The attack on Fort Niagara illustrated all of these factors. Fort Niagara was very peripheral to the conquest of New France, especially if invaders used the traditional two-pronged approach. However, the Six Nations wisely reconsidered the formal neutrality most of them had observed throughout the conflict, and declared an interest in joining the recently successful British. New France had built Fort Niagara on Seneca territory, and the Seneca now led the Iroquois confederacy’s opposition to that fort. If Amherst authorized something comparable to Forbes’s elimination of Fort Duquesne, he would have Six Nations support. Early in May 1759 Amherst approved a siege of this increasingly isolated and vulnerable fort, an initiative that fitted with Amherst’s thorough, dogged approach and offered the prospect of a third unencumbered route into New France, a route via the upper St. Lawrence River.

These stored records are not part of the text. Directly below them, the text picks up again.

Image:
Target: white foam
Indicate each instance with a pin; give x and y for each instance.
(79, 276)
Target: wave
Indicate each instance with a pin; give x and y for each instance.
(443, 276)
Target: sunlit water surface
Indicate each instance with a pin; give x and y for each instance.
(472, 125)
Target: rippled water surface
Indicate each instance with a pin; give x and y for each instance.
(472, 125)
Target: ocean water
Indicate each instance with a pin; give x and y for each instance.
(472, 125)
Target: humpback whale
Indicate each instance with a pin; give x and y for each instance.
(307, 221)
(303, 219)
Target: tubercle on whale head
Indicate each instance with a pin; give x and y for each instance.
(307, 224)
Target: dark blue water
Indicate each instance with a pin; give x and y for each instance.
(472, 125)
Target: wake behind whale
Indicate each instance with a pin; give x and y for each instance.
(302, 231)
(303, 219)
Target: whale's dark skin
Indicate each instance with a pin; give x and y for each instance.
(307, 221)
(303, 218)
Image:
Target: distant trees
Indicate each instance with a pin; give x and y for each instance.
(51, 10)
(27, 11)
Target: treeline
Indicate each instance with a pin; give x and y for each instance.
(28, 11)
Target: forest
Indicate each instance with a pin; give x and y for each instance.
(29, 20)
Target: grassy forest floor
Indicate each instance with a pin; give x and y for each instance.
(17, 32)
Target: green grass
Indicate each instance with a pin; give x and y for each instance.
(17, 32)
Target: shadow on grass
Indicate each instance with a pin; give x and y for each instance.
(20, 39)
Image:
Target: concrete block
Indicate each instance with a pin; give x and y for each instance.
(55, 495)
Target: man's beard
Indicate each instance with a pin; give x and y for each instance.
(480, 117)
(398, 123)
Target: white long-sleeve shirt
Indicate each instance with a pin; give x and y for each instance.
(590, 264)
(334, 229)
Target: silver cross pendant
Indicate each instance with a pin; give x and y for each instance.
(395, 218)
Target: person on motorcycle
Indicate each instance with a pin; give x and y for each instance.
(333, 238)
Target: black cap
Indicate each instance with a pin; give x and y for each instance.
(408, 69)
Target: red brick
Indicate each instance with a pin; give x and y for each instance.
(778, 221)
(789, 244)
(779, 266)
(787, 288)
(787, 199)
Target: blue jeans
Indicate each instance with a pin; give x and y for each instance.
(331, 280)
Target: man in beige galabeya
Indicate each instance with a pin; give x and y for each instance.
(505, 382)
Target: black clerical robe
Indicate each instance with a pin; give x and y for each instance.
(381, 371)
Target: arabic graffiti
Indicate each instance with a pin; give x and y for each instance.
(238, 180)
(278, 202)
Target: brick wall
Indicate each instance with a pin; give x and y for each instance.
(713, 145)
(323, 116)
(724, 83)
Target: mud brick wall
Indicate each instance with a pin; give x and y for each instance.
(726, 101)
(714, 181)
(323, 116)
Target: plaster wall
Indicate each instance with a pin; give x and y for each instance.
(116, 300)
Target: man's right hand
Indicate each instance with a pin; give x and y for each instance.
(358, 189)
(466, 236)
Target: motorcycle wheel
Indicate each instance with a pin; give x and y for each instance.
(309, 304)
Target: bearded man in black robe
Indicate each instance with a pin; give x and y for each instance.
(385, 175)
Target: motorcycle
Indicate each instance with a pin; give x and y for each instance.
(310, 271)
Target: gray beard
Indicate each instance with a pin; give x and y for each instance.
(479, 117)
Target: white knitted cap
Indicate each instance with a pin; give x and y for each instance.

The Niagara campaign revealed Amerindian diplomatic dexterity. The French garrison at Fort Niagara, consisting of about 500 under the able leadership of engineer Captain Pierre Pouchot (1712-69), was surprised on July 7 by a besieging force of 2,000 British regulars and nearly 1,000 Iroquois. This surprise indicated that Six Nations informants had entirely abandoned New France. Six Nations legates were allowed to talk to the 30 Amerindians inside the fort, after which the Six Nations forces seemingly withdrew from the siege to establish a camp at nearby La Belle Famille. There they waited to intercept the reinforcements Pouchot expected from the Ohio. Some 600 French and Canadians arrived, together with nearly 1,000 Ohio Amerindians whom the Six Nations convinced to stay out of this white man’s conflict. On July 24 the 600 French and Canadian reinforcements, including numerous legendary irregulars, were ambushed on their way to the fort by an equal number of British regulars and New York provincial soldiers screened behind a log barricade and abattis. Nearly 350 were killed or captured either in the ambush or in its aftermath, when Six Nations warriors joined in the pursuit of scalps and prisoners. Pouchot, learning what had happened to his only hope for relief from a throttling conventional siege, surrendered two days later. By the terms of surrender, the defeated became prisoners of war, except for the 30 Amerindians, who were freed. The Amerindians had suffered few losses in the process of withdrawing from the losing side, or in moving from neutrality to support of the British.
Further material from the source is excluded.